Although it is true that 95% of the area of the normal curve will lie within 1.96 standard deviations of
its mean (by definition), it must be recalled that it is not the population mean (nor its standard
deviation) that is used to calculate CIs. Sample CIs are, by definition, always centred around the
achieved sample mean. Thus, if the achieved sample mean were the true population mean, and the
same size sample was drawn repeatedly then 95% of the repeated sample means would lie within
1.96 standard deviations of the original achieved sample mean (assuming that each sample is
random and complete and the data from each sample is normally distributed of course). This is the
true meaning of a confidence interval. But if the sample mean is not the true population mean (and
why would it be?), then the CI calculations will be conducted with a mean that is not at the centre of
the population normal distribution, and so 95% of the area will not lie within 1.96 standard
deviations. In reality, very little of the normal curve might be near the achieved sample mean.
Therefore, a specific sample CI cannot show how close a specific sample mean would be to the
population mean. Nor does it follow that the CI for a specific sample mean would be one of the 95%
of samples that would contain the population mean. That is a shame because this is what analysts
want, and what most pretend that the CI provides for them.

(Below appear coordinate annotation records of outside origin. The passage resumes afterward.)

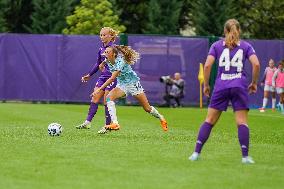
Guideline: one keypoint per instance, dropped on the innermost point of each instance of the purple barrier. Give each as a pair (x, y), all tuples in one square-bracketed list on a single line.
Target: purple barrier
[(49, 67)]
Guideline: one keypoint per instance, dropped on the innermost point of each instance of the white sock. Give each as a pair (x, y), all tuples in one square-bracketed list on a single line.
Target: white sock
[(281, 107), (273, 102), (265, 100), (155, 113), (112, 111)]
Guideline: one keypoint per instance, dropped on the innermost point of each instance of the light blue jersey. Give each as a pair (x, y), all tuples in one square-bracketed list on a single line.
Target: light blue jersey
[(127, 75)]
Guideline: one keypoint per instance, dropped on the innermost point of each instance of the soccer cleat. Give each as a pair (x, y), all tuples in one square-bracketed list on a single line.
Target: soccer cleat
[(164, 125), (261, 110), (112, 126), (103, 130), (247, 160), (85, 125), (194, 156)]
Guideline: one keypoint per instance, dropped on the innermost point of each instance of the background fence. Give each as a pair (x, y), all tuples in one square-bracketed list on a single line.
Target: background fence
[(49, 67)]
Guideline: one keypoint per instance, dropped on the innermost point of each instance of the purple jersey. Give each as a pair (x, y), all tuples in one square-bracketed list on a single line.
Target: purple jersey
[(105, 73), (231, 64)]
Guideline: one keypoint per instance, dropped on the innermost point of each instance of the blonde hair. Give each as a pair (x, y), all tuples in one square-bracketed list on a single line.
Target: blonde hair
[(232, 31), (130, 55), (114, 33)]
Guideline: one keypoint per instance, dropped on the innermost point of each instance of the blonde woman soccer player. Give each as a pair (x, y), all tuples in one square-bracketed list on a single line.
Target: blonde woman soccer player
[(230, 86), (108, 36), (268, 88), (119, 61), (278, 82)]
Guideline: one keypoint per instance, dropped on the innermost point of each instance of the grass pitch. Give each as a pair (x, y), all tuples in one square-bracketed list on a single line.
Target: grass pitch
[(140, 155)]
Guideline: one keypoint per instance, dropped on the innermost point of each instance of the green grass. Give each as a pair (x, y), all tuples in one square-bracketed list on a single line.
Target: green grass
[(140, 155)]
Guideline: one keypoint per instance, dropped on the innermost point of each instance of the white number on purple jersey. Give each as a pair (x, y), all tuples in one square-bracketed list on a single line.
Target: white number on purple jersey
[(237, 60)]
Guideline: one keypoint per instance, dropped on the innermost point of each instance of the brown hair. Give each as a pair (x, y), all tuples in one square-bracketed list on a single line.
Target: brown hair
[(232, 31), (114, 33), (130, 55)]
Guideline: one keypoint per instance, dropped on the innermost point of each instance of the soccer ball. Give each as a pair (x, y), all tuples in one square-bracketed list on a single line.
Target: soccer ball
[(54, 129)]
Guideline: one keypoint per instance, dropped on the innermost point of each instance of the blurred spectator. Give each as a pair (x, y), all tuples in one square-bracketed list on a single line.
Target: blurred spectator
[(174, 89)]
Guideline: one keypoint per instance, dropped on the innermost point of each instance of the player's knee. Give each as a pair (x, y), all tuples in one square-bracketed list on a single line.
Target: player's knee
[(211, 120), (95, 100), (147, 109)]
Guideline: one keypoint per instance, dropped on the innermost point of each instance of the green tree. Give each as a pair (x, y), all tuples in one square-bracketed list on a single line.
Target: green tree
[(208, 17), (49, 16), (132, 14), (263, 19), (90, 16), (163, 17), (17, 14)]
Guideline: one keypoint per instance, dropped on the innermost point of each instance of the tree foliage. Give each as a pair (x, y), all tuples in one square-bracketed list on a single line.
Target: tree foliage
[(163, 17), (49, 16), (208, 17), (133, 14), (263, 19), (90, 16), (17, 14)]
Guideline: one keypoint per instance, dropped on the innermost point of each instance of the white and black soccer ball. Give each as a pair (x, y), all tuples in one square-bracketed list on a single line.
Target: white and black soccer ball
[(54, 129)]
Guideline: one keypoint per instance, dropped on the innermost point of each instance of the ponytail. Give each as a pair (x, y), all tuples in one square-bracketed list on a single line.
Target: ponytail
[(232, 33), (114, 33), (130, 55)]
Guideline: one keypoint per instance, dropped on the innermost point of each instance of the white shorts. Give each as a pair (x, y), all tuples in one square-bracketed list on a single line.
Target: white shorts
[(269, 88), (133, 89), (279, 90)]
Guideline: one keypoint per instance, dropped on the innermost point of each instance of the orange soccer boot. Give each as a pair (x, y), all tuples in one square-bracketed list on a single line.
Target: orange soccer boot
[(113, 126), (164, 125)]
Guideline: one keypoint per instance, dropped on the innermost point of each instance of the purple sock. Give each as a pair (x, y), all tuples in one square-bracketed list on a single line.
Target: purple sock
[(243, 133), (108, 118), (203, 135), (92, 111)]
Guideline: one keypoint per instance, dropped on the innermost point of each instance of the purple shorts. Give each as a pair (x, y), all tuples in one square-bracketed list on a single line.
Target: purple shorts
[(237, 96), (101, 81)]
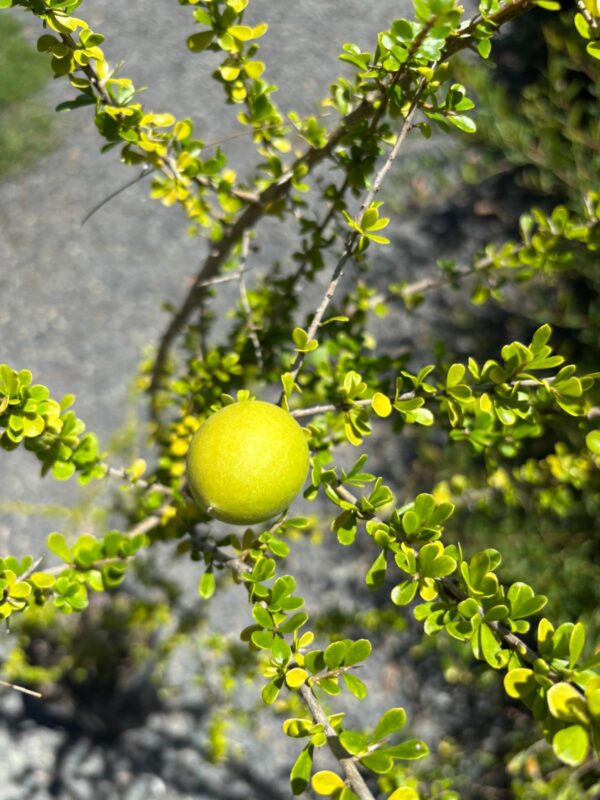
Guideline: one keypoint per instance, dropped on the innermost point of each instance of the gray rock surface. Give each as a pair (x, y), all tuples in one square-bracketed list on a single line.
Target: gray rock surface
[(77, 305)]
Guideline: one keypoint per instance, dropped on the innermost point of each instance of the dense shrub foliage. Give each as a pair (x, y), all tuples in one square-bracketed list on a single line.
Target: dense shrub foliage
[(518, 425)]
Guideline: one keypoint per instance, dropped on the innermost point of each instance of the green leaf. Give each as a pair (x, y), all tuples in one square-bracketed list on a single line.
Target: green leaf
[(565, 703), (523, 600), (404, 793), (300, 774), (484, 47), (571, 745), (281, 650), (326, 782), (593, 49), (393, 720), (199, 41), (576, 644), (462, 122), (455, 374), (592, 441), (411, 750), (520, 683), (206, 588)]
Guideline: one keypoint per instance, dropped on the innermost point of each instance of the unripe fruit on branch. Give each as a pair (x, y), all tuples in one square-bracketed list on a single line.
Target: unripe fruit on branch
[(247, 462)]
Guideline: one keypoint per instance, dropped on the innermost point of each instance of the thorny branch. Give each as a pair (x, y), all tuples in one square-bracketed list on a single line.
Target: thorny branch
[(351, 772), (352, 236), (461, 40)]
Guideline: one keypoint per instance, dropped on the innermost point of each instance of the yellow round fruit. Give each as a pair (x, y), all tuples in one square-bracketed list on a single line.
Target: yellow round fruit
[(247, 462)]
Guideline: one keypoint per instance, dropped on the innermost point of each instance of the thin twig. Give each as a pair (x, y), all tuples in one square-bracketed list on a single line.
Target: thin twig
[(352, 236), (484, 387), (146, 170), (584, 11), (453, 590), (121, 474), (21, 689), (246, 302), (313, 156), (353, 777), (428, 284)]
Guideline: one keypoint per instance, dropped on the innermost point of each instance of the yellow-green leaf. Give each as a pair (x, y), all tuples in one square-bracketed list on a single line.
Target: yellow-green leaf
[(381, 405), (296, 677), (326, 782), (565, 702), (404, 793)]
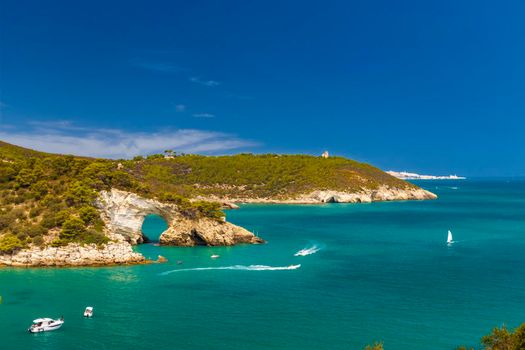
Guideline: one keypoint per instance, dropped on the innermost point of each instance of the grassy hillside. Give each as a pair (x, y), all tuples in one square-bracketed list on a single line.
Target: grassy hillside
[(247, 175), (48, 199)]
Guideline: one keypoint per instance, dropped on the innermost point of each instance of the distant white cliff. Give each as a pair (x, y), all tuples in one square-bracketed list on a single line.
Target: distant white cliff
[(403, 175)]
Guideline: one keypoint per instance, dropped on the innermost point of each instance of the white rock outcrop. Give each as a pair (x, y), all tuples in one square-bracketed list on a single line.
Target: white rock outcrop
[(124, 213), (383, 193), (207, 232)]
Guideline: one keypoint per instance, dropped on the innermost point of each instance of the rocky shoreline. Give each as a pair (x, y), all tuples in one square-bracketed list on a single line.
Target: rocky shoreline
[(113, 253), (381, 194), (124, 212)]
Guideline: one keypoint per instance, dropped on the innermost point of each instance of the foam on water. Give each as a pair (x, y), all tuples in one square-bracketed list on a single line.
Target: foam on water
[(309, 250), (238, 267)]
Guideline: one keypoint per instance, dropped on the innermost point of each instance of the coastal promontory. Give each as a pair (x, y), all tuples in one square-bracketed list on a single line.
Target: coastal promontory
[(64, 210)]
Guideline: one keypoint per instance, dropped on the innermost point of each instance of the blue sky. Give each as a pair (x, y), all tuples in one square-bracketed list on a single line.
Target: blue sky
[(426, 86)]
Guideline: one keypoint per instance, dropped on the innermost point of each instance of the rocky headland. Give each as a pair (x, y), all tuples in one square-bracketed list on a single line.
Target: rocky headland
[(123, 214), (383, 193)]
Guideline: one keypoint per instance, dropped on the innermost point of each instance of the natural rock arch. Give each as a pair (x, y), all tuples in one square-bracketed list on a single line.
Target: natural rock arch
[(124, 213), (150, 221)]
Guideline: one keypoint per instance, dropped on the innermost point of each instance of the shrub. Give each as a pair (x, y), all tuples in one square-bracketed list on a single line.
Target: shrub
[(89, 215), (38, 241), (72, 228), (10, 243)]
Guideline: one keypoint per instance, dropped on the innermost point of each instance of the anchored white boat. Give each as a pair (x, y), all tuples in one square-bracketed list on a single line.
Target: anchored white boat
[(88, 312), (449, 238), (45, 325)]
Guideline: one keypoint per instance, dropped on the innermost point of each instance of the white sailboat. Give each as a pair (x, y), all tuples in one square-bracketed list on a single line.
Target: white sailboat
[(449, 238)]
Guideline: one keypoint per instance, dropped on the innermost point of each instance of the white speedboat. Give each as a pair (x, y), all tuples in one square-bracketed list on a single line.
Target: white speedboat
[(88, 312), (450, 240), (45, 325)]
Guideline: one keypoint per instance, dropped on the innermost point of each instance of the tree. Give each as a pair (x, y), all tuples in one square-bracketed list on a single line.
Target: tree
[(89, 215), (10, 243)]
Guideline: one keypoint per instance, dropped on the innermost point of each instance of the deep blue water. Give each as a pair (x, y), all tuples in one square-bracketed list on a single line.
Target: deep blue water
[(384, 272)]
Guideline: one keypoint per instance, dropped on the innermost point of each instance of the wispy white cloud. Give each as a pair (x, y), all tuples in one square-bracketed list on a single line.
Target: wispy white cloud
[(204, 115), (180, 108), (157, 66), (210, 83), (60, 137)]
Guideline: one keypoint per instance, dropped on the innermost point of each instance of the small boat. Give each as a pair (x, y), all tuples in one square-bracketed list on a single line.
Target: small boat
[(45, 325), (449, 238), (88, 312)]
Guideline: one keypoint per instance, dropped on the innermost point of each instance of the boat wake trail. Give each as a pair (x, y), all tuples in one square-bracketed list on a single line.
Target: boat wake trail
[(238, 267), (309, 250)]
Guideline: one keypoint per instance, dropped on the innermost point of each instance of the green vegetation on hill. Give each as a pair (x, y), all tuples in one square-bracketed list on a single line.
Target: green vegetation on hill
[(248, 175), (48, 199)]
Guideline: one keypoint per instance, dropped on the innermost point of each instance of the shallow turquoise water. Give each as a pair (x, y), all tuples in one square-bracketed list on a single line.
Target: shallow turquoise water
[(383, 273)]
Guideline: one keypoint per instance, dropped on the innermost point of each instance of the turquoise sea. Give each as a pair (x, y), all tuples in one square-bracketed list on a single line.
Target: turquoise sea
[(382, 272)]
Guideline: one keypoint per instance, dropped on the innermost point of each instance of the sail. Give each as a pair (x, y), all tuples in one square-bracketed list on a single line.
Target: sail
[(449, 238)]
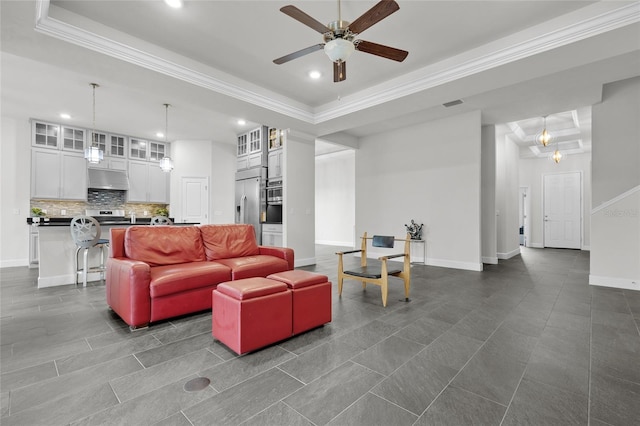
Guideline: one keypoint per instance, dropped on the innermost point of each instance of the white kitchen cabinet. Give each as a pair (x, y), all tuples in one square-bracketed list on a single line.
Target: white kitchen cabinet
[(33, 247), (58, 175), (147, 183), (275, 165), (45, 135), (117, 146), (138, 149), (73, 139), (272, 234)]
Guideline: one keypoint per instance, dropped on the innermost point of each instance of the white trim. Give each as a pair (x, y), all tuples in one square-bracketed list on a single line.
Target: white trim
[(12, 263), (454, 264), (304, 262), (509, 255), (615, 200), (624, 283), (78, 36), (334, 243), (56, 280), (425, 78)]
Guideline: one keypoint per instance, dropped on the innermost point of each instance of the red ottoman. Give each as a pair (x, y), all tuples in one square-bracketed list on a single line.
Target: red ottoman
[(251, 313), (311, 298)]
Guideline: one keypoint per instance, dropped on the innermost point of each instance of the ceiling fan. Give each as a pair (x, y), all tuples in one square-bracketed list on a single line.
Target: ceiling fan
[(340, 37)]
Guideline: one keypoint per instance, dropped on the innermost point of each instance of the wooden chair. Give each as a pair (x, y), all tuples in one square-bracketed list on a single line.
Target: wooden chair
[(378, 274)]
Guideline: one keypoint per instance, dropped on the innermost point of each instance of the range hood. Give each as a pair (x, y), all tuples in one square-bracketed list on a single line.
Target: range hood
[(108, 179)]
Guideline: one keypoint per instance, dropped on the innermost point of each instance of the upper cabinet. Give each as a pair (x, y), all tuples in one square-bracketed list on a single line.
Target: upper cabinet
[(58, 175), (45, 135), (252, 149)]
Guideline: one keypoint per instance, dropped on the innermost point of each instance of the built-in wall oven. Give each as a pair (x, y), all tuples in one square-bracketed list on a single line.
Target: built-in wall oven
[(274, 201)]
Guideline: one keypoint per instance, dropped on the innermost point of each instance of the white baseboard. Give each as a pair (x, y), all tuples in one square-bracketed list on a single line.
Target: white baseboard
[(334, 243), (56, 280), (509, 255), (304, 262), (469, 266), (624, 283), (12, 263)]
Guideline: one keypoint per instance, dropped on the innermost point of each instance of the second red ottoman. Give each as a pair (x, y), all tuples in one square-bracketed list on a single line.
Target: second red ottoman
[(251, 313), (311, 298)]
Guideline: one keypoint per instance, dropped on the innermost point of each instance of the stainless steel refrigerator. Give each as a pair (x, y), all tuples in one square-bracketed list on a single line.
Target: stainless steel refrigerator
[(251, 202)]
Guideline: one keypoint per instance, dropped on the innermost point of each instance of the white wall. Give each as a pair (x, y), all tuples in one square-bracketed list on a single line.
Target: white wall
[(214, 160), (15, 173), (531, 172), (488, 199), (335, 198), (430, 173), (615, 217), (507, 190), (299, 198)]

Perhaps an easier way to see how useless CIs are in reality is to return to the example of a random
sample of 81 children scoring an average of 50 with a standard deviation of 18 in a maths attainment
task. Imagine further that the average score in maths for the population is actually 75. This means
that the mean and CI calculated for the achieved sample, 50 with CI from +46.08 to +53.92, are
considerable underestimates. But the analyst would not know this in practice because they would
not know the population mean (else they would not need CIs). They might conclude, wrongly, that
+46.08 to +53.92 is a tight range and that 50 is therefore a good estimate for the population mean.
Imagine now that the population mean was really 40 not 75. What difference does this make to the
CIs for the sample? It makes no difference because there is no relationship between the calculation
of the sample CIs and the actual population mean. In this second example, the sample mean is much
closer to the population mean (10 points or 20% off) but the CIs are calculated in the same way and
give exactly the same answer as the former example where the sample mean was much further from
the population mean (25 points or 50% off). CIs say nothing about the proximity of any one achieved
sample mean to the population mean. To imagine that they could is to believe in magic not science.
Confidence intervals are unusable in just about all real-life contexts (where at least one of nonresponse, some measurement error, or departures from normality in the data occur). More
importantly, they are useless even in ideal circumstances since they are just the achieved data writ
large. They rely on assuming that the achieved sample mean is the population mean in order to try
and calculate the probability of it being the population mean! The ‘logic’ does not work any better
than the ‘logic’ of assuming a null hypothesis must be true can lead to a probability of it being true.
Modus tollendo tollens arguments do not work with probabilities.